A couple of honest notes on value. The per-meeting and per-minute caps on the lower tiers mean heavier users get pushed toward Pro fairly quickly. And US buyers should know Jamie does not publish USD pricing, so what you pay will move with the exchange rate. The free tier is a real plus; the laddered caps are the catch.
Privacy & Security
This is Jamie’s strongest area, and it earns the rating honestly. Jamie processes and stores customer meeting data in the EU and states that data does not leave the EEA, Switzerland, and the UK; its data-processing terms do allow limited subprocessor exceptions under standard safeguards. The company is ISO 27001 certified through an independent audit and is both GDPR- and DORA-compliant, which matters for regulated European finance buyers. Data is encrypted with AES-256 at rest and TLS 1.2 in transit.
Two commitments stand out. Meeting audio is permanently deleted after transcription, and retention beyond that is user-configurable. And there is an explicit no-training stance: your data is never used to train Jamie’s models or any provider’s models. The Enterprise tier adds DPAs, SAML SSO, EU data-residency guarantees, and admin controls. One clarification, because it gets assumed: Jamie does not publicly list SOC 2, and it does not claim HIPAA. If your procurement checklist requires either of those, confirm directly before you commit.
Best For
Jamie is a good fit for European teams that care most about where their data lives. If GDPR and EU residency drive your buying decision, and you want bot-free capture without the disclosure awkwardness of a bot in the room, Jamie is built for exactly that.
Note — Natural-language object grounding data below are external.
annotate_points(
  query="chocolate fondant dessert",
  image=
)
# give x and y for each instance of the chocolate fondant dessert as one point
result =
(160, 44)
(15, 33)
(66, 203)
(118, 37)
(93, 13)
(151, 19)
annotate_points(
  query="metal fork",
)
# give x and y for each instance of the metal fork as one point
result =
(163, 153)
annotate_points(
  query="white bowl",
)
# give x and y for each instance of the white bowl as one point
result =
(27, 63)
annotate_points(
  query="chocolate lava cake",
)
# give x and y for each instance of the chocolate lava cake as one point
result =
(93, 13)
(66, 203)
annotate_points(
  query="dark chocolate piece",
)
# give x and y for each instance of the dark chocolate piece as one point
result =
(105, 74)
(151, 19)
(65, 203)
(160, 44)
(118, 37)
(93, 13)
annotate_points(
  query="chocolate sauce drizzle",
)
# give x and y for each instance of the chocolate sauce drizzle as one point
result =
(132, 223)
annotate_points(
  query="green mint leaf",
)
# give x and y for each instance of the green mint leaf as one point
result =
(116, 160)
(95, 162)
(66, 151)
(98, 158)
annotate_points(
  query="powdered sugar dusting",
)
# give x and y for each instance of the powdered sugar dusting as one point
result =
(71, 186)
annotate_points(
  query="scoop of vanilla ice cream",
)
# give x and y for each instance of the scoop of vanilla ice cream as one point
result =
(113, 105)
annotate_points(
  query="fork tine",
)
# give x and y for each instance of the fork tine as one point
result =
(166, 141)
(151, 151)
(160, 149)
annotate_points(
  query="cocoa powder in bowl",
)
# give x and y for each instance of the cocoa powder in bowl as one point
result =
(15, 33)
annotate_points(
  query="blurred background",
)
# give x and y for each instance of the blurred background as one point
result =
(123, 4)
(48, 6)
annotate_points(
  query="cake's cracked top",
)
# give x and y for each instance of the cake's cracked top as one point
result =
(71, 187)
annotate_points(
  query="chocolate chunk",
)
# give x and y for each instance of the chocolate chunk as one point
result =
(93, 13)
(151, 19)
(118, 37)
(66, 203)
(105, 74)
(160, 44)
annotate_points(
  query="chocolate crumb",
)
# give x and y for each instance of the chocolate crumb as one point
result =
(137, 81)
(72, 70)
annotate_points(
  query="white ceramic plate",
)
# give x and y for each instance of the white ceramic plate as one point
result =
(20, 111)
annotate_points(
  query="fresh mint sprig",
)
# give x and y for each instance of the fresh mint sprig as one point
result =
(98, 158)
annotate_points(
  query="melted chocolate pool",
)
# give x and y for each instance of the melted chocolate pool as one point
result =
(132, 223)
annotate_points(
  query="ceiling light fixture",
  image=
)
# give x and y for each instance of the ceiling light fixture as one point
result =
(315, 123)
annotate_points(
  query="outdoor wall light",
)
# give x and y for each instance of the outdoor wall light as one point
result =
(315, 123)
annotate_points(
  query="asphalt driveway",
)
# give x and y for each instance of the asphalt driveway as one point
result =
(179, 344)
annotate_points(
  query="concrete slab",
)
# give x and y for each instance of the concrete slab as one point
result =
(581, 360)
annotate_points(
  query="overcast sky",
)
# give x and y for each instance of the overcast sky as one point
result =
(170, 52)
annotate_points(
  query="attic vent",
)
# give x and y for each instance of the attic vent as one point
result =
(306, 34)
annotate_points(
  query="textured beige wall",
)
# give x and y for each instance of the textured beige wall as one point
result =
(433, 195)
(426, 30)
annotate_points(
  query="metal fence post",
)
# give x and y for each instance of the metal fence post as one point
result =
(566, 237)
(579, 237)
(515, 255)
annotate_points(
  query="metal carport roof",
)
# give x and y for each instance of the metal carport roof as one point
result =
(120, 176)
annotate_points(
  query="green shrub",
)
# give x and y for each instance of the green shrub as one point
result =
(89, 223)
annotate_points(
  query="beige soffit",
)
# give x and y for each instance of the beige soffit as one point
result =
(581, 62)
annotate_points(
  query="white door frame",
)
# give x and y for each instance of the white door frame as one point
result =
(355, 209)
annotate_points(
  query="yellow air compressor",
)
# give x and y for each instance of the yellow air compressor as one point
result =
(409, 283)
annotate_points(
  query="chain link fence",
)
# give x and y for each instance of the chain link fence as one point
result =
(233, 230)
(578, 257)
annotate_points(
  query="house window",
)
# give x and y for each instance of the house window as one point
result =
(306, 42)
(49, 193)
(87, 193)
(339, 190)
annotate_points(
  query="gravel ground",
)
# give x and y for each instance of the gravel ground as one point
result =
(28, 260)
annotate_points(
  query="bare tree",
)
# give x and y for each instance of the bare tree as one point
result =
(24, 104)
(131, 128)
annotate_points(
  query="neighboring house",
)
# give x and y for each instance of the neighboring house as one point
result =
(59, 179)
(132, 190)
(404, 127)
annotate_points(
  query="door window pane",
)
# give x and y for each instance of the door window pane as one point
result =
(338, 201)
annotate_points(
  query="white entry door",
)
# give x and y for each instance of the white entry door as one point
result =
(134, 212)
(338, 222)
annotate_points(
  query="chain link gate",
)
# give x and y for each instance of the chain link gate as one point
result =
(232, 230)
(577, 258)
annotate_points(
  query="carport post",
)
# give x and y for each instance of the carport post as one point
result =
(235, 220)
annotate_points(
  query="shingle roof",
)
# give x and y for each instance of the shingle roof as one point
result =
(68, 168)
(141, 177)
Regulated firms that need DORA and ISO 27001 will find a tool that speaks their language. Multilingual teams benefit from the wide language coverage.
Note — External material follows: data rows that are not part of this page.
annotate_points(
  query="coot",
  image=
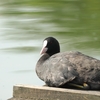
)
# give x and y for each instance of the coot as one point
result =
(68, 68)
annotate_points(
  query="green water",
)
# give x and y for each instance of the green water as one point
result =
(25, 23)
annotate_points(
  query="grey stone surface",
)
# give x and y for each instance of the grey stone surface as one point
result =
(25, 92)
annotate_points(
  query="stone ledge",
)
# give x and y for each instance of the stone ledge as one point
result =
(27, 92)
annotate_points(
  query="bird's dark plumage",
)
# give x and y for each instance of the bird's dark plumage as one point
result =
(60, 69)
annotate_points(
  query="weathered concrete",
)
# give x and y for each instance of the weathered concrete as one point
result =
(25, 92)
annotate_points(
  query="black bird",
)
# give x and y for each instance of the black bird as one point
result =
(68, 68)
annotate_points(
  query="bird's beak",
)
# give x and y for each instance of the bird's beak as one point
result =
(43, 50)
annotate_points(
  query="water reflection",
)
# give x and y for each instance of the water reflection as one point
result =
(23, 26)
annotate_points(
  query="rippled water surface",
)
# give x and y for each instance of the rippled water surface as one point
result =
(23, 26)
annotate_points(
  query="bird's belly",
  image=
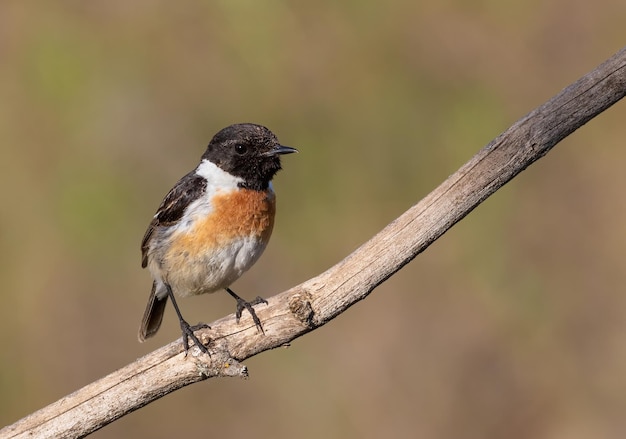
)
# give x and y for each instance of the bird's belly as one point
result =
(214, 269)
(209, 254)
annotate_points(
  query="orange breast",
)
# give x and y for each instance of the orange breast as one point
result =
(241, 213)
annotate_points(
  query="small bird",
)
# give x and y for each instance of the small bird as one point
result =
(213, 225)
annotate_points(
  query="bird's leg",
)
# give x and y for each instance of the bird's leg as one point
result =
(242, 304)
(188, 330)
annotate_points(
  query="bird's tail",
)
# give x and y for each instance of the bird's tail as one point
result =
(153, 316)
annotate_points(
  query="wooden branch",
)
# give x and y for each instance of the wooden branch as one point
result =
(313, 303)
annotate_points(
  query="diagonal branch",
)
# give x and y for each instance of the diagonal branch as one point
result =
(313, 303)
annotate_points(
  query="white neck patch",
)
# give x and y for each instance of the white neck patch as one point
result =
(216, 177)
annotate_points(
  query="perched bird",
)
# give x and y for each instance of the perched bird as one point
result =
(213, 225)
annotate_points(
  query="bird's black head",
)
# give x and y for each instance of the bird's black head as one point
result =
(249, 151)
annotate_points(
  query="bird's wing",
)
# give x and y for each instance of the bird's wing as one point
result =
(188, 189)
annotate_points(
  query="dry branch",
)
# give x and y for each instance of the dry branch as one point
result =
(313, 303)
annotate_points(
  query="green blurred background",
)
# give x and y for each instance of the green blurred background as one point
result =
(512, 325)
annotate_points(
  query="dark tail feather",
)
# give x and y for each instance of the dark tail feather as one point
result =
(153, 316)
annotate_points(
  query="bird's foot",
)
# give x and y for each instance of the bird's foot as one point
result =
(188, 333)
(243, 304)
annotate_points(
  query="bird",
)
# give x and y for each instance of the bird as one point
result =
(213, 225)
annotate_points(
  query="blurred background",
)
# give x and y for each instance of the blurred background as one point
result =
(513, 324)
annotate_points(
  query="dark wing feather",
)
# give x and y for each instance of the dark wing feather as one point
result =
(188, 189)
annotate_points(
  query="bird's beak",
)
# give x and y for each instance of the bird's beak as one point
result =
(280, 150)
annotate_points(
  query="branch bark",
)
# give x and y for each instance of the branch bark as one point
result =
(311, 304)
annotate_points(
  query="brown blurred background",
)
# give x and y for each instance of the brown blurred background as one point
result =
(511, 325)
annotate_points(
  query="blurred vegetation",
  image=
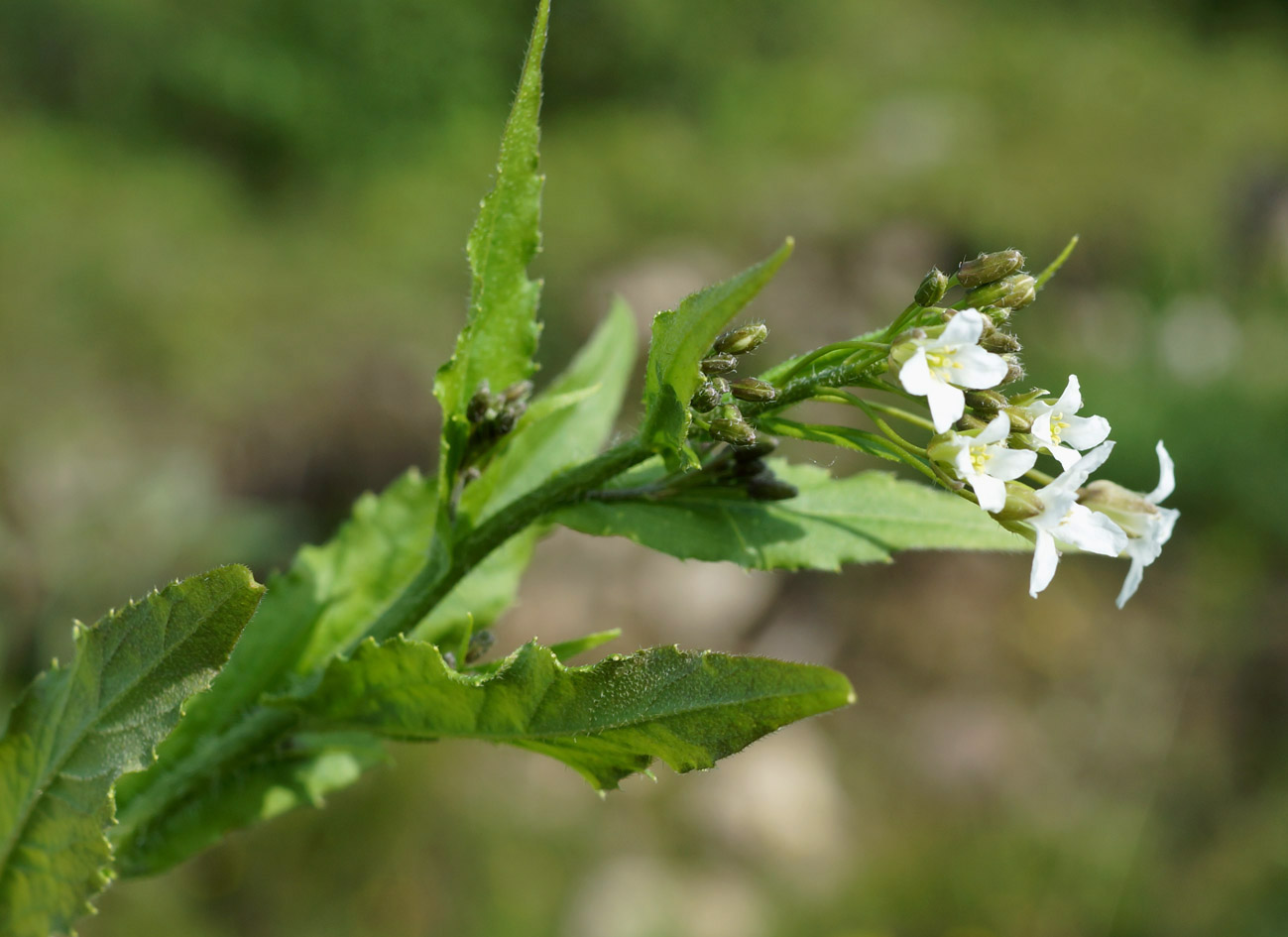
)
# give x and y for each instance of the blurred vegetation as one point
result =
(231, 256)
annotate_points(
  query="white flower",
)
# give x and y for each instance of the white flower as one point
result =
(1055, 424)
(1069, 523)
(983, 460)
(1146, 525)
(937, 368)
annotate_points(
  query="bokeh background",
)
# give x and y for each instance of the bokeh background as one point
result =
(231, 257)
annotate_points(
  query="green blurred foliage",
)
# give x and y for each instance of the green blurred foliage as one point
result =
(231, 256)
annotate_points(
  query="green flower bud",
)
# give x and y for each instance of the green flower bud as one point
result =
(753, 390)
(762, 446)
(741, 340)
(998, 342)
(769, 487)
(719, 364)
(931, 289)
(706, 399)
(1021, 503)
(733, 429)
(1021, 420)
(481, 642)
(988, 269)
(481, 404)
(986, 401)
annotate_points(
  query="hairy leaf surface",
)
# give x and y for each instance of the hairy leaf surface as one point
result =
(606, 721)
(81, 726)
(501, 330)
(681, 338)
(862, 519)
(550, 438)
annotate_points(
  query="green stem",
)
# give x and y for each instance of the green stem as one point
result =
(431, 584)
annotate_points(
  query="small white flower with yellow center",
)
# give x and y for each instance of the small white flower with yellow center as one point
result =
(1060, 432)
(1148, 526)
(938, 368)
(1065, 521)
(983, 460)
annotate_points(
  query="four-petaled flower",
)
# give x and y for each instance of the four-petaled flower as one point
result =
(1060, 432)
(938, 368)
(1148, 526)
(983, 460)
(1065, 521)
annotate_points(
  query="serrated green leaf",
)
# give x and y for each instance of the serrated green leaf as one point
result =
(78, 727)
(606, 721)
(862, 519)
(563, 649)
(300, 772)
(681, 338)
(552, 437)
(500, 334)
(203, 781)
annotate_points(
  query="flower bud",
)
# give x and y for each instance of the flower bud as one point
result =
(719, 364)
(753, 390)
(769, 487)
(1021, 503)
(998, 342)
(706, 399)
(729, 426)
(481, 404)
(1125, 508)
(931, 289)
(986, 401)
(741, 340)
(988, 269)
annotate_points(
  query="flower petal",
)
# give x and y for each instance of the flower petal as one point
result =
(1010, 463)
(1085, 432)
(990, 491)
(1046, 557)
(1166, 476)
(963, 329)
(947, 404)
(914, 374)
(978, 369)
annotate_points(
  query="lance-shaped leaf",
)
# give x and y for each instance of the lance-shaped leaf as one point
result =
(549, 438)
(862, 519)
(681, 338)
(606, 721)
(500, 334)
(210, 774)
(81, 726)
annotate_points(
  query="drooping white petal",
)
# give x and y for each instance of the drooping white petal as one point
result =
(963, 329)
(991, 491)
(1010, 463)
(914, 374)
(1045, 559)
(1091, 531)
(997, 429)
(947, 404)
(1166, 476)
(1132, 583)
(974, 368)
(1085, 432)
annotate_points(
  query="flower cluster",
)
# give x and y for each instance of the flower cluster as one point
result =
(988, 441)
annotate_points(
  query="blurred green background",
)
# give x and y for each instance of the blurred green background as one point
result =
(231, 256)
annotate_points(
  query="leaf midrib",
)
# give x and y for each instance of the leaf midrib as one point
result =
(56, 767)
Who should look elsewhere? Anyone who needs help during the meeting, because Jamie only works after the fact. Android users, since there is no Android app. Teams that need a tool to keep working offline. And buyers whose compliance process specifically demands SOC 2 or HIPAA, neither of which Jamie lists.
How Jamie Compares to Hedy
Jamie and Hedy start from the same good instinct. Both are bot-free, capturing audio without dropping a bot into your call, and both commit to never training on your data. On consent and that no-training stance, they genuinely tie. Jamie’s distinct strength is data residency. Everything stays in the EU, in German data centers, with ISO 27001 and DORA behind it, and for a GDPR-first European buyer that is a clean, specific reason to choose it.
The durable gaps fall in two places. First, architecture. Jamie sends your audio to its EU cloud for transcription and summarization, so it depends on a connection and does not work offline, and it does not list SOC 2 or HIPAA. Hedy runs transcription, summaries, and analysis on-device, which means it keeps working with no internet, the audio never leaves your machine, and it carries SOC 2 and HIPAA with BAAs plus a choice of EU or US data residency. Second, timing. Jamie is purely post-meeting; your notes show up one to five minutes after you stop recording, and “Ask Jamie” only works on calls that are already processed. Hedy coaches you live, while the conversation is still happening. So the choice is fairly clean. Jamie is the better pick when EU data residency is the deciding factor and post-meeting notes are all you need. Hedy fits better when on-device privacy, offline reliability, and live in-meeting coaching are the priorities.